Emily Badger and Margot Sanger-Katz explore and unpack the debate about the definition of “Able-Bodied” and its history.
“These so-called able-bodied are defined in many ways by what they are not: not disabled, not elderly, not children, not pregnant, not blind. They are effectively everyone left, and they have become the focus of resurgent conservative proposals to overhaul government aid, such as one announced last month by the Trump administration that would allow states to test work requirements for Medicaid.”
The “able-bodied” have drawn recent attention from the Republican party as they receive food stamps, assistance through the Temporary Assistance for Needy Families (TANF) program, live in Dept. of Housing and Urban Development (HUD) funded housing and rely on Medicaid for their healthcare. Experts call “able-bodied” a political term that is often synonymous with “undeserving”
“The barriers that prevent people from going to work are real,” said Mr. Doar, who served as an administrator of social services in New York State and in the administration of Mayor Michael Bloomberg in New York City. “But if you start from the premise that those barriers are insurmountable, I think you really won’t be helping people escape poverty.”

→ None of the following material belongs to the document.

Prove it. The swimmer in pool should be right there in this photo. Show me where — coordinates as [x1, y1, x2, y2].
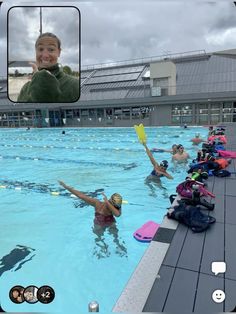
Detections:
[58, 181, 127, 258]
[172, 144, 190, 163]
[143, 143, 173, 180]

Drilling down more specifically to the “able-bodied” issue related to HUD funded affordable housing, a recent report from the Center on Budget and Policy Priorities (CBPP) reinforces the issue of barriers. And the report also showing that the majority – nearly 75% – of non-disabled households assisted by HUD funded programs work. But that the wages they earn are simply too low to keep up with the rent.
Sixty-percent of working HUD-assisted households had wage earnings below the poverty level.
Non-disabled households of working age who do not work may face significant barriers to employment like limited education, poor health, lack of child care, and local conditions.
Of the non-disabled HUD-assisted households of working age, nearly three-quarters were attached to the labor force.
Fifty-eight percent of the working-age households worked in 2016, 7% worked in 2015, and 8% were likely required to participate in work-related programs by TANF.
Wages, however, are too low for HUD-assisted households to afford housing without assistance.
The typical working HUD-assisted household had annual earnings of $18,200 and could afford monthly rent of $450 without being cost-burdened (spending more than 30% of its income on rent).
The median rent for a two-bedroom apartment in the U.S., however, is $963.
Employment for low-wage HUD-assisted workers is often unstable with high turnover and few benefits. Of the 1.1 million non-disabled, working-age households assisted by HUD, 32% worked all four years between 2012 and 2016, but 48% worked between one and four years.
The report identified a number of barriers to employment, including health problems and education.
Sixty-six percent of HUD-assisted working-age households headed by someone in good health worked, compared to only 54% of those headed by someone in fair or poor health.
Caretaking for a young child or a person with a disability is another barrier to labor force participation.
Forty percent of non-disabled working-age households that did not work between 2012 and 2016 included a child under six years of age or a person (not head of household) with a disability.